During the pandemic, you will appreciate the relative peacefulness of the Sunken Garden. Yes, it’s relative. In pre-COVID times, this room was usually crawling with camera-toting visitors — or packed with relatives and friends for weddings.

Time to return briefly to the paradise that is the Palm Dome — remember to look skyward to appreciate the palms — before arriving at Ordway Gardens, aka the bonsai collection.

Whether you’re inside or outdoors, it’s easy to marvel up close at these decades-old miniature trees. Buddhist Pine. Royal Frost Birch. Weeping Fig. Bonsai is Japanese for “planted in a container” because the tree roots are pruned to stunt the growth, and the branches are constantly trimmed. Talk about a dedicated gardener.

Now that you’re outside, saunter over to the Japanese Gardens. Go somewhere you’ve never gone before. There’s a new, paved path that takes you behind the tea house. This route enables everyone to go in the same direction. Some paths are blocked off. But you still get to walk on water — well, across a stream on huge stones. Kids love doing this. So, too, adults.

If you’re tired at this point, plop down on a massive rock.

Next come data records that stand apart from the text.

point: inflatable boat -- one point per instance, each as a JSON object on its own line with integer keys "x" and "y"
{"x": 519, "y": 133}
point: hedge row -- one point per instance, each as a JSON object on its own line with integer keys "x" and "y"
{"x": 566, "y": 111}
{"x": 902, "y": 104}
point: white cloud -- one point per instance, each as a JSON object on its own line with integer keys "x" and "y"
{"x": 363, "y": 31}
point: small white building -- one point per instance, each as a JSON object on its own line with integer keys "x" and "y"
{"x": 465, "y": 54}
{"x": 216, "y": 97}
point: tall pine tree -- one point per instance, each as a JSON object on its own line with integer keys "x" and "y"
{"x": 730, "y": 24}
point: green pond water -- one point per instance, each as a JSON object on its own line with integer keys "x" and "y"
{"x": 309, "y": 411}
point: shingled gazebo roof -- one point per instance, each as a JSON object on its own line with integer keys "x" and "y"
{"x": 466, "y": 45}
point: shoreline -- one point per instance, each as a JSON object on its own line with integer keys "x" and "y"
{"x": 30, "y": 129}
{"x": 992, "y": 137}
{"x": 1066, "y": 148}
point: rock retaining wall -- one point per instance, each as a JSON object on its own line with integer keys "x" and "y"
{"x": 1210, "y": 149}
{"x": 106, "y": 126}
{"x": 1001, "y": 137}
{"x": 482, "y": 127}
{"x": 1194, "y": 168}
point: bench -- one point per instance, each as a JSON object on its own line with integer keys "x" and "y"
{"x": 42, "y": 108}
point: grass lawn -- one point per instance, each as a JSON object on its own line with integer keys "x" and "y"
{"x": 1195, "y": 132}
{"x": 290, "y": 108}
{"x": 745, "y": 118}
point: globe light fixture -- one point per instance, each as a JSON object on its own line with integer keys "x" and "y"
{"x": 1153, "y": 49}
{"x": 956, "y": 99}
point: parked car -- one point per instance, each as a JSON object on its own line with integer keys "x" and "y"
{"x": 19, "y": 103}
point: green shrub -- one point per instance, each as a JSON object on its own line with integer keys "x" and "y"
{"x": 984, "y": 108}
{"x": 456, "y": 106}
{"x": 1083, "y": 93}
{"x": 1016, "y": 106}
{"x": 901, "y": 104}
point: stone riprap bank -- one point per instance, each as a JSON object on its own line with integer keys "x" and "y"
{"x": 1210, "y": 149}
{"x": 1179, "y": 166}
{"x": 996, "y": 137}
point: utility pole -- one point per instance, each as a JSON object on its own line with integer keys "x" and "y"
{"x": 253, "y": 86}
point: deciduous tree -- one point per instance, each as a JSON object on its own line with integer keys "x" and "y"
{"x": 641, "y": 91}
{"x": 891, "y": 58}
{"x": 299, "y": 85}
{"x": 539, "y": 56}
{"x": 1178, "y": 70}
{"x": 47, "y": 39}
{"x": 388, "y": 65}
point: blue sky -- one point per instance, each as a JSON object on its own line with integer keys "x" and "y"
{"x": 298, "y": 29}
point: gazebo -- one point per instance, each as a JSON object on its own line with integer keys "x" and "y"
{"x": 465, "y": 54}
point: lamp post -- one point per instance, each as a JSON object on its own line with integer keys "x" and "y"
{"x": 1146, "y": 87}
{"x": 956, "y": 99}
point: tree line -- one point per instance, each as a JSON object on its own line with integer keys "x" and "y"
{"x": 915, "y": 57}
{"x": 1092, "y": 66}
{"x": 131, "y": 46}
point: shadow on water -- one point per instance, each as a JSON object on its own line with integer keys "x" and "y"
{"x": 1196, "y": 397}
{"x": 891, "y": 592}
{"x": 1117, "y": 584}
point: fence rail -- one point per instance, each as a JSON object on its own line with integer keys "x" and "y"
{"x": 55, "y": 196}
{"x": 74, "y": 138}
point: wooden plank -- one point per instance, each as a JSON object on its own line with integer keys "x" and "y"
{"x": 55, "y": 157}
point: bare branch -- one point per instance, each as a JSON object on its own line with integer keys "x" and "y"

Then peer out at the lush greenery, the soothing stream and mini-waterfall. When was the last time you felt so chill in the Twin Cities?

The last stop at the Como Conservatory is more of a free-for-all, with no required path or directional arrows to guide you. It’s the outdoor Lily Pond.

The large round leaves look like State Fair spin-a-paints done in burgundy and emerald. The lilies themselves look like explosions from a Crayola box. Rich rose, salmon pink, luscious lavender. There are even purple-and-gold lilies for Vikings fans, and maroon-and-gold-surrounded-by-white ones for Gophers aficionados accustomed to ever-changing uniforms.

The cost of this trip? It’s always free, though donations are welcomed. During the pandemic, the experience is priceless.